Late in March, a number of letters of intent were issued to the licensees for basic telephone services, permitting them to introduce mobile communications over a limited range using the WiLL technology. There was an immediate uproar from the cellular telephone operators who have constituted themselves into a business lobby with substantial influence and clout. The allegation was that this decision was contrary to NTP-99, which clearly distinguished between mobile and fixed phone services. Under the notion of 'limited mobility' the cellular phone lobby was a new entity that had no legal existence under the terms of the policy statement.

Rapidly, the imperatives of optimal technological choice for the larger social good were becoming submerged in the bitter turf war between rival industrial families. When in early-April a cabal of some of the country's most influential businessmen petitioned him for a review of the WiLL policy, Prime Minister Atal Behari Vajpayee evidently had no option but to comply. The matter was referred to the Group of Ministers on Telecom and Information Technology (GoT-IT), which came up with the Solomonic verdict of splitting the difference between the cellular and basic phone operators. It recommended that the basic phone operators pay a larger share of their revenue from long distance calls as access charges to the public sector BSNL. It also proposed that the range of limited mobility be drastically curtailed to 10 km from the earlier 50 km.

This failed to satisfy either side, and the COAI has taken the matter to the Telecom Dispute Settlement and Appellate Tribunal (TDSAT), a body created last year in a conscious effort to take the adjudicatory function out of the scope of TRAI's powers. The cellular lobby's rather simple-minded argument is that NTP-99 provides no room for a 'limited mobility' service. This is evidently a rather fundamentalist reading that seeks to elevate a policy text to the status of holy writ, impervious to the possibilities offered by technological change.

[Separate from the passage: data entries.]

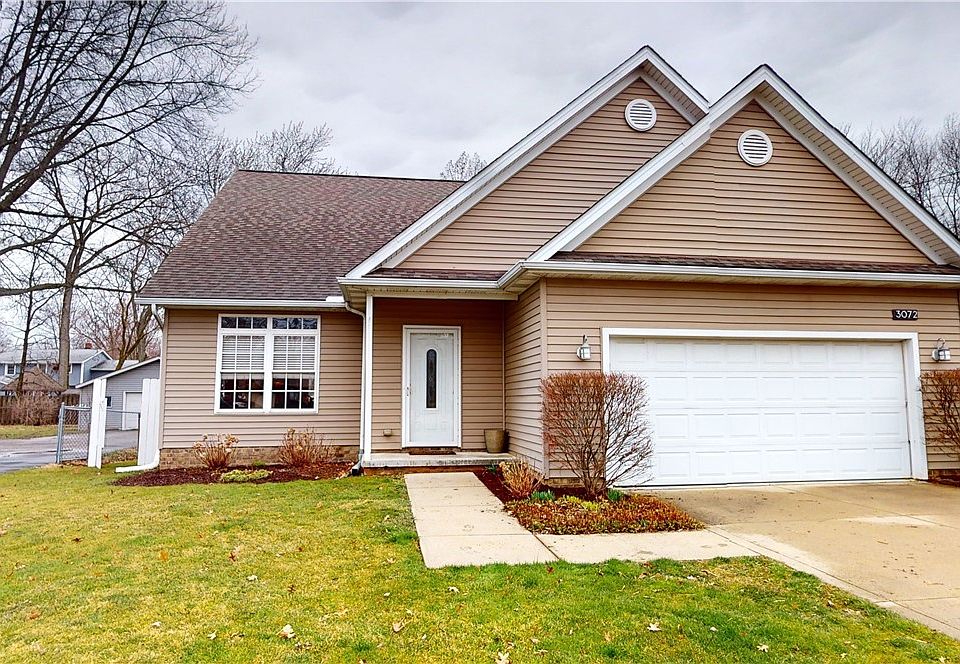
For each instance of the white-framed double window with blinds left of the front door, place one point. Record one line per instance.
(268, 363)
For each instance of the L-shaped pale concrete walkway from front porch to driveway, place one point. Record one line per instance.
(460, 522)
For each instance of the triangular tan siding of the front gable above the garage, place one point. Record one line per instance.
(715, 204)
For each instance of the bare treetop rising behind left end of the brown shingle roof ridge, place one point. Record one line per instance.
(290, 149)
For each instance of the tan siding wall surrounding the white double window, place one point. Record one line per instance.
(189, 377)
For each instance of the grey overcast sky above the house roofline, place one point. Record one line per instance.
(406, 87)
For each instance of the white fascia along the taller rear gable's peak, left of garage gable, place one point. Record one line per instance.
(518, 156)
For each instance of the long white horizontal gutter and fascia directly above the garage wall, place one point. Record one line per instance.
(626, 269)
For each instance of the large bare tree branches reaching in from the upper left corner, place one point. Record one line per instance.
(78, 77)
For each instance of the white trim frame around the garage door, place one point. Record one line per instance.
(911, 358)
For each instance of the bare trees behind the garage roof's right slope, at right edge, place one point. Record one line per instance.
(926, 165)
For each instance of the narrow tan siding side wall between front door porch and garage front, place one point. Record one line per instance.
(524, 368)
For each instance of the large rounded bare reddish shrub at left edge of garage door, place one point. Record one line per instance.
(595, 424)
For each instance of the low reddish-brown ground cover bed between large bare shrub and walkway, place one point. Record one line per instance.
(569, 515)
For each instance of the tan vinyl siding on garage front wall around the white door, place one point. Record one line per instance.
(583, 307)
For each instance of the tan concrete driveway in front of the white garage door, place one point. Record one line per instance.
(896, 544)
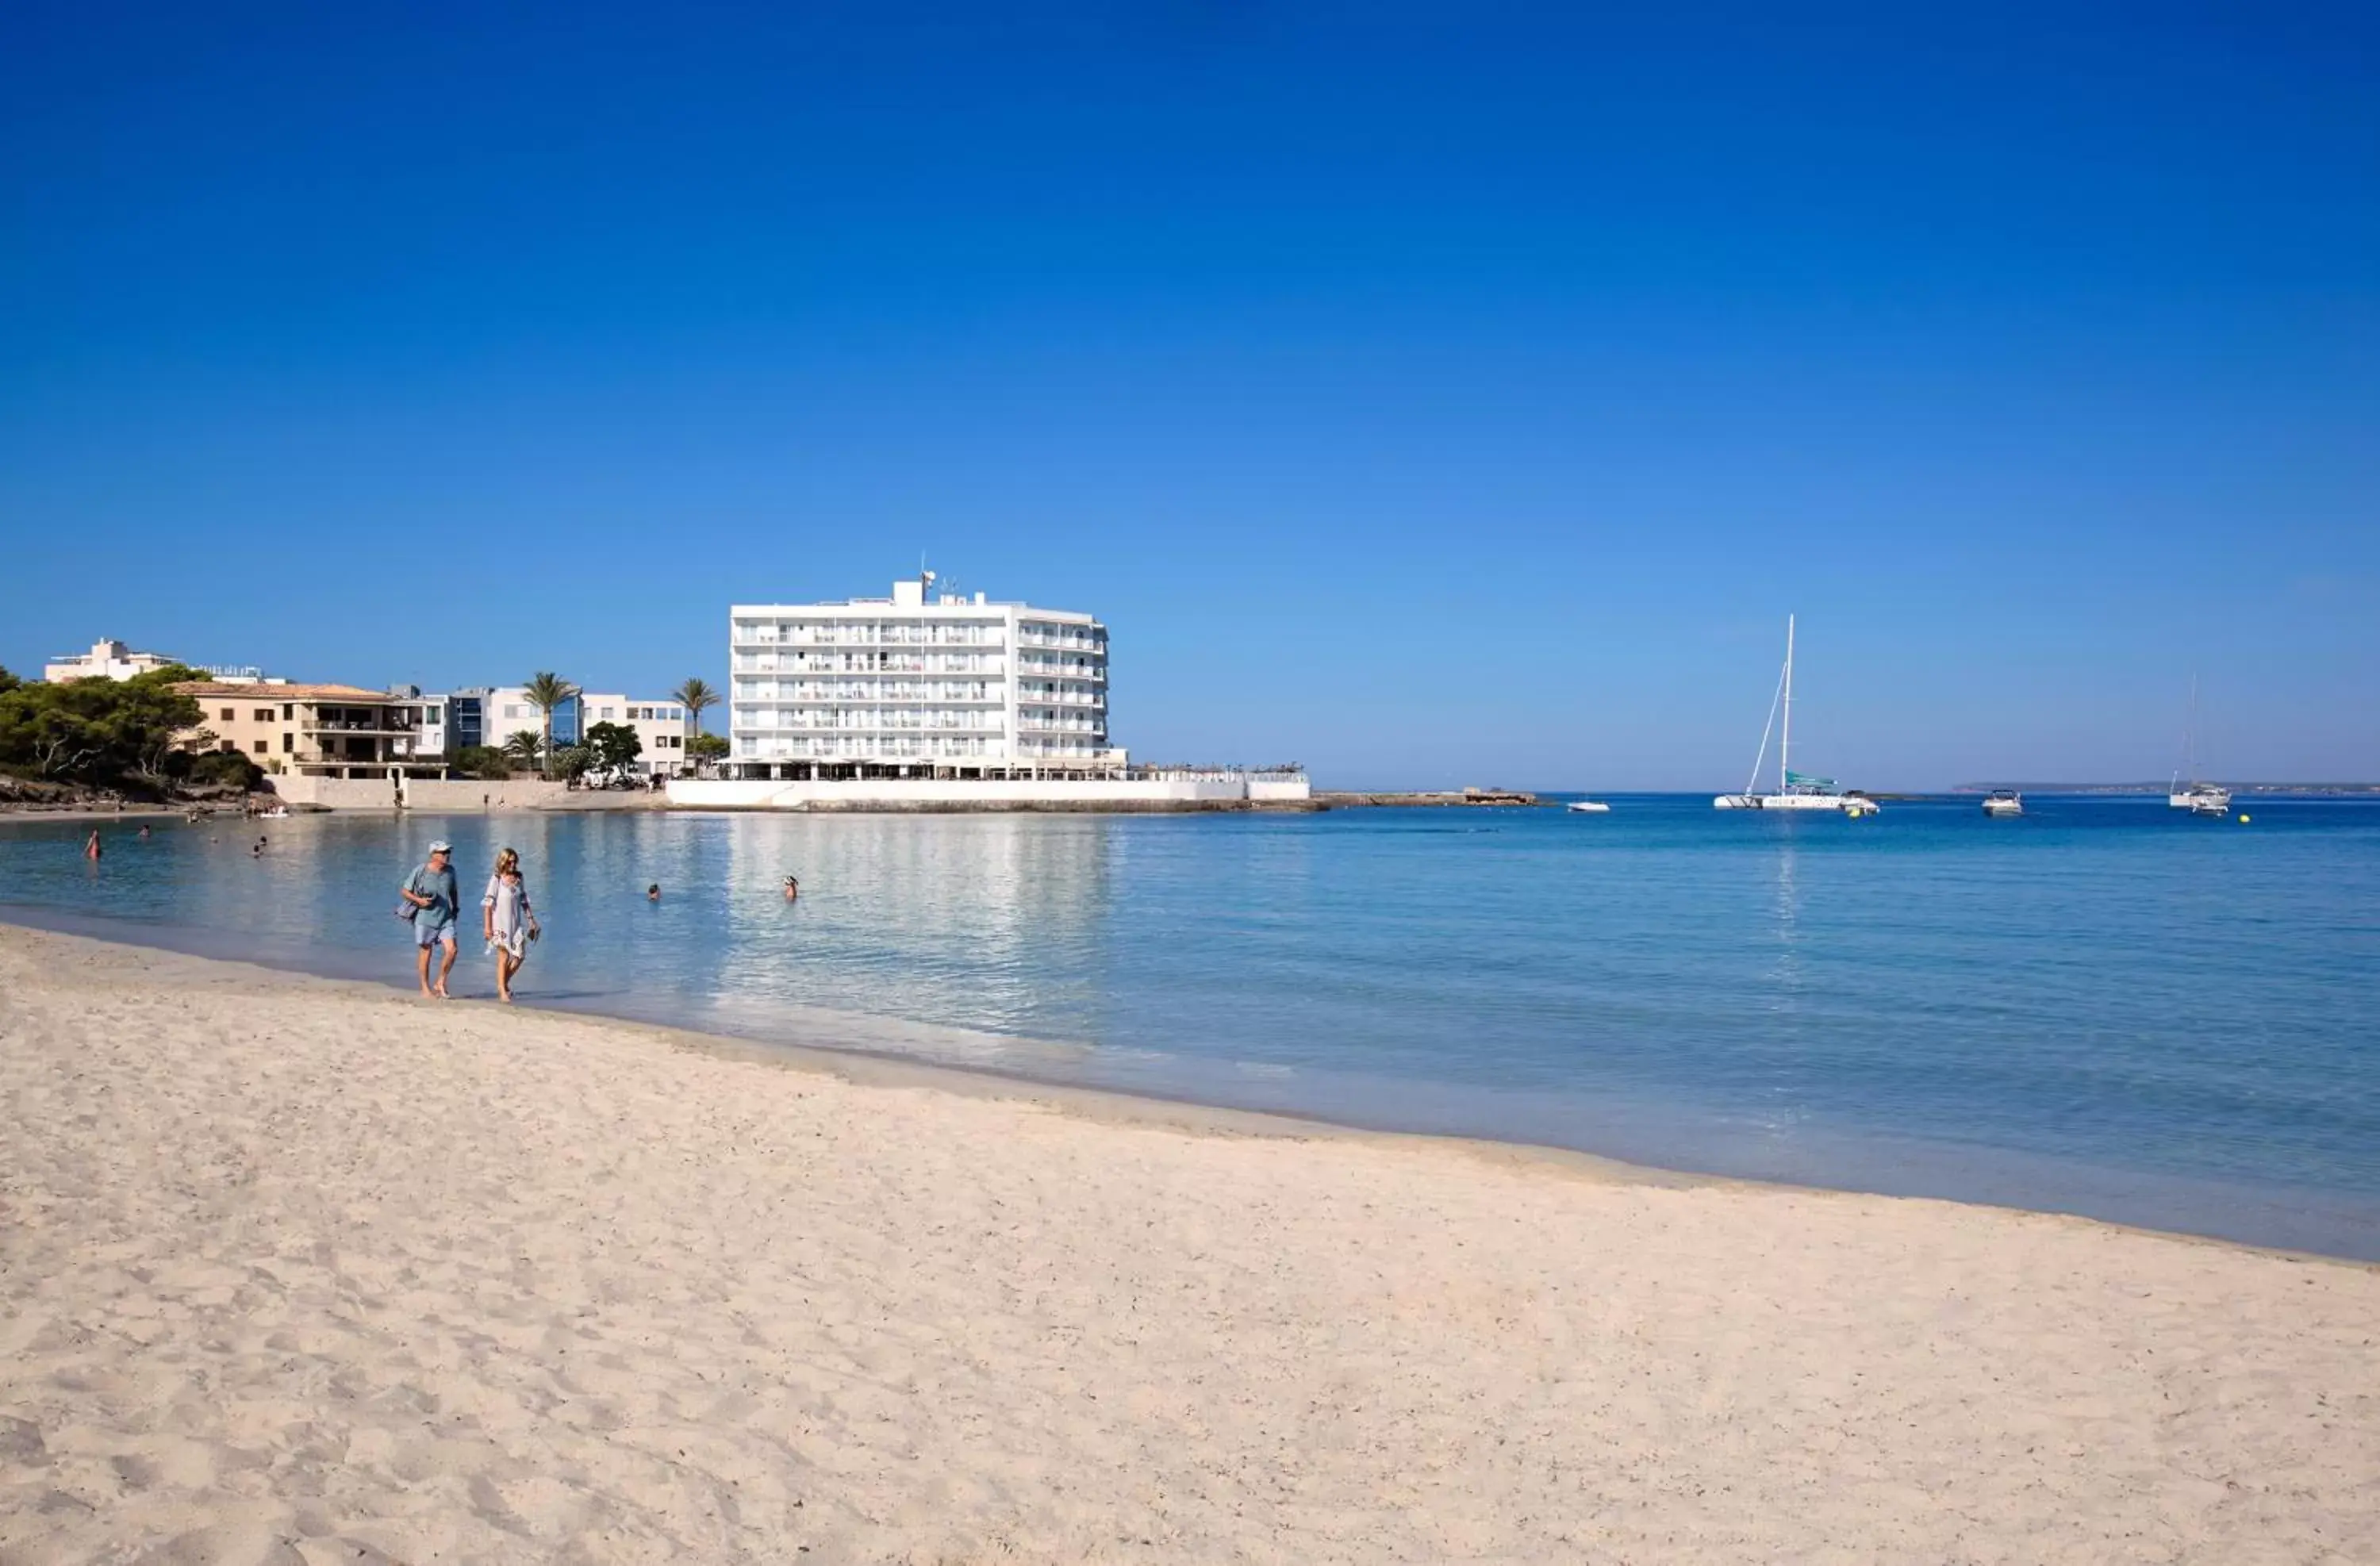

BSNL has meanwhile intimated that it will go ahead with its own plans for limited mobility. The service is already on offer in parts of Haryana. Ironically, Tata Teleservices also is offering this option in Hyderabad, though it obviously values its cellular licences more than the future promise that WiLL offers. Then again, the compulsion that one of India's oldest industrial families feels to curb the growing power of the Ambanis and their RIL, is an undoubted factor.

Nobody can quite discount the COAI's formidable lobbying powers. The Association of Basic Telecom Operators (ABTO) alleges that the cellular lobby managed all through Sodhi's tenure as TRAI chairman to change the ground rules in its favour. They managed to hike the monthly rental charged despite explicit clauses restraining them in the licence agreement. Tariffs have also been well above the cost of providing the service. In depositions before Sodhi, different cellular operators quoted widely divergent figures for the cost incurred in setting up their service. Ironically, all these claims were accepted uncritically by the regulatory authority and its recommendations fashioned accordingly.

The question that the COAI has referred to the dispute settlement body seems trivial. Whether or not NTP-99 specifically mentions it, 'limited mobility' is very much a reality. Indeed, a credible case can be made that NTP-99 allows for this service implicitly, in the sections where it refers to the rapid convergence of communications media, with the distinction between both 'wireless and wireline' tending increasingly to be obliterated. The outcome of the WiLL controversy will be a test case of how far the authorities overseeing the current phase of deregulation have larger social interests at heart and how far they are swayed by the simulated anger and outrage of narrow commercial lobbies.